Здесь необходима была такая фигура, как Петр I. Начинается период имперской России. Петр успешнейшим образом вернул России динамизм исторического существования. Он потеснил парадигму сакрализации, оставив от нее минимально необходимое, то, что требовалось для сакрализации лично его, императора, и власти. На обрядоверие ему было в высшей степени наплевать, оно существовало, но было заметно потеснено. В религиозной сфере был раскол, феномен раскола как раз и был вызван торжеством обрядоверения в русской религиозности. Но, ясно, что исторический организм, созданный Петром, нес в себе очень большие риски, хотя Петр и вернул историческую динамику России. Вернул он ее путем резкого наращивания вестернизации при очень тщательно подобранном контенте, то есть таким образом, чтобы проводимые реформы были технологическими реформами, направленными прежде всего на достижение эффективности машины власти, машины управления. Но, одновременно, здесь закладывались очень большие опасности и риски. Во-первых, духовная традиция продолжала быть в упадке. А, во-вторых, в области культурной традиции шла безбрежная политика заимствования, в результате которой культурная традиция, как я выражаюсь, стала «лоскутной», представляла собой ряд совершенно раздробленных, разрозненных и несвязанных кусков, включавших в себя какие–то обрывки французской галантной культуры, немецких практик управления, голландских и английских технологий, каких-то третьеразрядных мистиков, найденных там и сям. Одним словом, все это несло в себе очень большой исторический риск.

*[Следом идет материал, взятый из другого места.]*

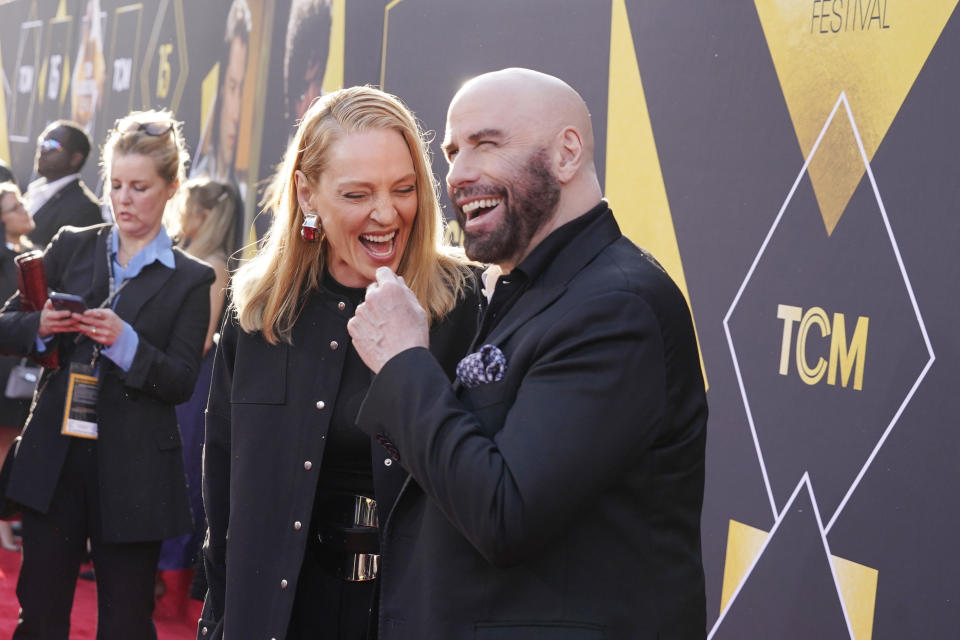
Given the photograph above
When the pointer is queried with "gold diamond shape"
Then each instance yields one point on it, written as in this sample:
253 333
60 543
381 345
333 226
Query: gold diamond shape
872 50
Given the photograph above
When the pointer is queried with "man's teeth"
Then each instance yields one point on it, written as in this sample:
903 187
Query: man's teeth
485 203
387 237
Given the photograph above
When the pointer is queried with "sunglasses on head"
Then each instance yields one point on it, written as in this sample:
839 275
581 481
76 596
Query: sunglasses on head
49 144
149 128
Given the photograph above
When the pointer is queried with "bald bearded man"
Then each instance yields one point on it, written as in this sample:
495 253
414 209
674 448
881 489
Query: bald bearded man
556 488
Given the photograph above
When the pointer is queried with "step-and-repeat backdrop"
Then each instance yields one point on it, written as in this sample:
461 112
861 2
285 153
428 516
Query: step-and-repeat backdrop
794 165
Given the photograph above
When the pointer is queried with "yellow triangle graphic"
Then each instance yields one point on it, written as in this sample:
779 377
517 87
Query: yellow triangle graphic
634 182
858 586
858 583
872 50
743 546
4 143
333 75
208 93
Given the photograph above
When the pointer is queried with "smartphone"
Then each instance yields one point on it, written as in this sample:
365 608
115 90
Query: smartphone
67 301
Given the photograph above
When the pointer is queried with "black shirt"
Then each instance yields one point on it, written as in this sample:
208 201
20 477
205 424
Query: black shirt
347 466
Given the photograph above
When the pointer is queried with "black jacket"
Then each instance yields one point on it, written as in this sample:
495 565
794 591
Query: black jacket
143 493
562 501
12 412
267 421
72 205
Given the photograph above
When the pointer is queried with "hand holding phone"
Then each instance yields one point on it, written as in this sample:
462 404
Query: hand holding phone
67 302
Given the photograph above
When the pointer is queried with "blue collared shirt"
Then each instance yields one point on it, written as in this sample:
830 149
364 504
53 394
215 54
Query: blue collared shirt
159 250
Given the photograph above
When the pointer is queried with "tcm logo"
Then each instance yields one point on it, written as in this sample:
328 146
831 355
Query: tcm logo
846 356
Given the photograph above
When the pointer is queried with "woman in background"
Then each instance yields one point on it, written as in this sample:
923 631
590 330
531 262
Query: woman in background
15 224
100 455
207 231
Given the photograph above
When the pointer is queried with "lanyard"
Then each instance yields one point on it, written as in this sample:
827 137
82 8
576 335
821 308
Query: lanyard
108 302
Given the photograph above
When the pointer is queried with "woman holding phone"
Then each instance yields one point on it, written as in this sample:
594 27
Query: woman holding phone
100 456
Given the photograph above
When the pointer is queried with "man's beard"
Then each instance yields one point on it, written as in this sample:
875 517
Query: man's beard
528 203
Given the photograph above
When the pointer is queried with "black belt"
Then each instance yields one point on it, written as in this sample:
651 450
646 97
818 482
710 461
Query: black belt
346 536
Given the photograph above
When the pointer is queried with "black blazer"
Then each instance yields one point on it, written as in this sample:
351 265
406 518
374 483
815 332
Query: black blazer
143 494
72 205
12 412
562 501
267 421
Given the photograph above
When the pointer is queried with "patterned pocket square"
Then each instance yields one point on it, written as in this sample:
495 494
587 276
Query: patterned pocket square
482 367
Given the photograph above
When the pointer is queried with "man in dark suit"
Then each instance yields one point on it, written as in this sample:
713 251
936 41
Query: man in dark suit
556 487
59 197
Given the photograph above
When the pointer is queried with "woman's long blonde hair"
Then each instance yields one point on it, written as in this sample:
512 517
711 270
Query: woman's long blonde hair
168 152
268 289
217 203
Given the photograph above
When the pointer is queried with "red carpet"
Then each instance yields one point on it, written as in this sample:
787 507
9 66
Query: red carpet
175 616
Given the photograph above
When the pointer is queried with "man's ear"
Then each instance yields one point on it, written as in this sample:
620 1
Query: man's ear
570 154
76 161
304 191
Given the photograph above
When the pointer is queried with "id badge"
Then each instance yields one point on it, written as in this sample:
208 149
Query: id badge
80 414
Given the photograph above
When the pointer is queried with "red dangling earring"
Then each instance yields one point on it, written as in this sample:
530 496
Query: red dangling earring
310 229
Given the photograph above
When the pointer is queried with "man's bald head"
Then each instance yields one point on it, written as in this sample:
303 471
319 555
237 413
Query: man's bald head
520 148
544 103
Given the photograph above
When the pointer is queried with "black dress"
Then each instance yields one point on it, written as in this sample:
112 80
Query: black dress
280 434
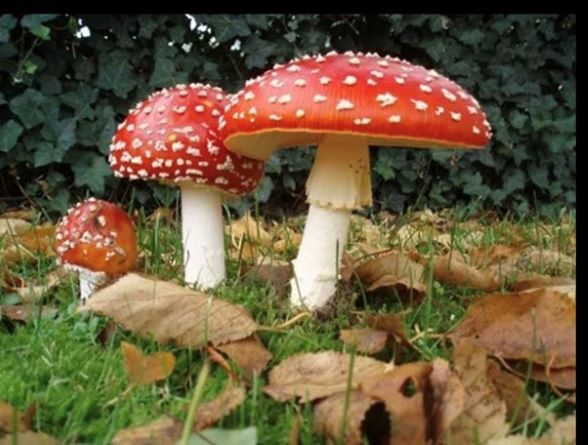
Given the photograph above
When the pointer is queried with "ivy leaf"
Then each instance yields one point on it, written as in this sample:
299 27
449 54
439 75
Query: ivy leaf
115 73
32 21
91 172
227 27
7 22
9 134
81 100
27 107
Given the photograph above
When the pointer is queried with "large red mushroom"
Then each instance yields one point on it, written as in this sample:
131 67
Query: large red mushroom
171 137
343 103
97 239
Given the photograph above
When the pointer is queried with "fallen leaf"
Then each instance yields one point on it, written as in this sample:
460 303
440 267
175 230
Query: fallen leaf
171 313
217 436
208 413
30 438
145 369
315 375
539 326
451 269
163 431
249 354
26 312
392 270
403 392
328 417
366 341
9 415
484 412
13 226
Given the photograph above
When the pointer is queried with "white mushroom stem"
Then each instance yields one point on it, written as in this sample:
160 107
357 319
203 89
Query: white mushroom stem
89 281
338 183
203 236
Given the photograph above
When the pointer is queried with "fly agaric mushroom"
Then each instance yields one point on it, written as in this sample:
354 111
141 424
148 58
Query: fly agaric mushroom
343 103
97 239
171 137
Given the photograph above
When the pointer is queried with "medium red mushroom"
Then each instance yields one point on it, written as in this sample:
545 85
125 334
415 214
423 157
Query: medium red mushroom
97 239
343 103
172 137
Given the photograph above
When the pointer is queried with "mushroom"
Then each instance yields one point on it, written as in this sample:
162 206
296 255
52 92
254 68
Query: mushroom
171 137
97 239
343 103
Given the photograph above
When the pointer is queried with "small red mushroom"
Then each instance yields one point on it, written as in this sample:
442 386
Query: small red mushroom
343 103
172 137
97 239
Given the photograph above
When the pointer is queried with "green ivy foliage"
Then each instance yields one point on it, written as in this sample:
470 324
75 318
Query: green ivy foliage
64 89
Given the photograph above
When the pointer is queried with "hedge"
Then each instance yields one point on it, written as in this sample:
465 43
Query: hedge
66 81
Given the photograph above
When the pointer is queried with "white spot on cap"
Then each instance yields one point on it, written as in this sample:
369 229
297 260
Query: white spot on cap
284 99
344 104
319 98
277 83
419 105
449 95
350 80
362 121
386 99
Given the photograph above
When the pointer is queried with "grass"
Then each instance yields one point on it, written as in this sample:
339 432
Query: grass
79 382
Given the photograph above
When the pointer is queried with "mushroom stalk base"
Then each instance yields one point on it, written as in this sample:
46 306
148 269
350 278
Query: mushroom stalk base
340 175
316 268
203 236
89 281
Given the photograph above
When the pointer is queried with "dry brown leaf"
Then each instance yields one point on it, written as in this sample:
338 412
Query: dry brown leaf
30 438
13 226
145 369
171 313
210 412
450 269
392 270
403 392
484 413
366 341
519 407
249 353
328 417
163 431
26 312
315 375
448 398
539 326
23 419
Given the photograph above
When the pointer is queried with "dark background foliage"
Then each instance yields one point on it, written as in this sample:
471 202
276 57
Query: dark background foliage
64 91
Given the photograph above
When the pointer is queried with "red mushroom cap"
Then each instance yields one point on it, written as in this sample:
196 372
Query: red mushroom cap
98 236
172 137
389 101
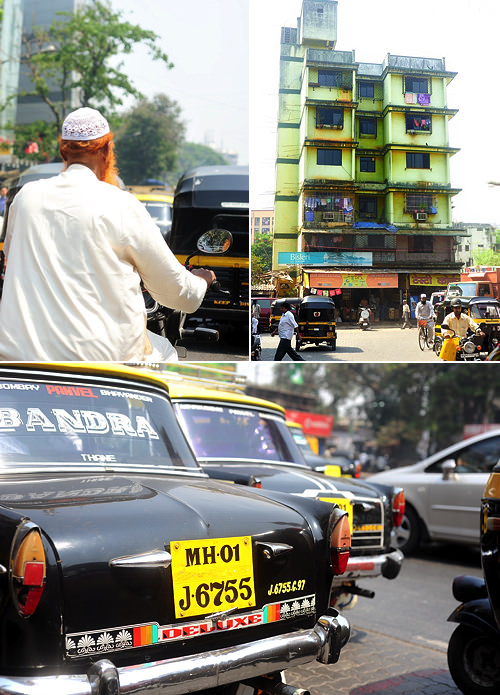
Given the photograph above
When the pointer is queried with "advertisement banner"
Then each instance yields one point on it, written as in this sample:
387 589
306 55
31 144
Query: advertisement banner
312 423
357 258
354 280
436 279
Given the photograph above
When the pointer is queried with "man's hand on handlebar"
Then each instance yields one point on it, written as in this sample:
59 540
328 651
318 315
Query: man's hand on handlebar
207 275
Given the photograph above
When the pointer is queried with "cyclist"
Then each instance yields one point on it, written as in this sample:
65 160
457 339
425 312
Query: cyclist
424 311
458 322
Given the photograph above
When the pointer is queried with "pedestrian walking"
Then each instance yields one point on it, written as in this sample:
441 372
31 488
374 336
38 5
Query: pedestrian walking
406 315
286 328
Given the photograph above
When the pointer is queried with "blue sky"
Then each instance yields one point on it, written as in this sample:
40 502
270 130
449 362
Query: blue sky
207 40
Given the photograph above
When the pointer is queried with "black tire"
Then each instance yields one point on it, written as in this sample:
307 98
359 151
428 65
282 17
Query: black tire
408 535
474 661
422 338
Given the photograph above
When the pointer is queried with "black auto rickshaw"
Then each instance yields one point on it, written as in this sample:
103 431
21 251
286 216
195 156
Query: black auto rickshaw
216 197
275 315
485 311
316 319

Наконец мы переходим к заключительному периоду. Здесь творческие потенции культурно-цивилизационного организма России проявились наилучшим образом. Риски, оставленные петровской реформой, были преодолены. И эту работу претворения я называю «русским синтезом». Общеизвестна формула Герцена о том, что «на вызов Петра Россия ответила явлением Пушкина». Так вот, явление Пушкина и есть синтез культурной традиции. Лоскутная культура была претворена в русскую классическую культуру, в культуру периода, который заслуженно называется «золотым веком» русской культуры. Русский синтез положил начало феномену русской культуры начала XIX столетия. Параллельно происходило возрождение духовной традиции. Так что и эта опасность была преодолена. Но преодоление конфликтности духовной и культурной традиций не состоялось. Эта конфликтность не принимала резких форм, но между двумя традициями не было никакой сообщительности. Как русский культурный синтез символизируется фигурой Пушкина, так возрождение духовной традиции символизируется фигурой преподобного Серафима Саровского. Но и Пушкин, и Серафим Саровский, будучи современниками, по всей вероятности, не знали о существовании друг друга. Но они, по крайней мере, не враждовали. Духовная традиция и культурная традиция были разделены, но не были враждебны друг к другу.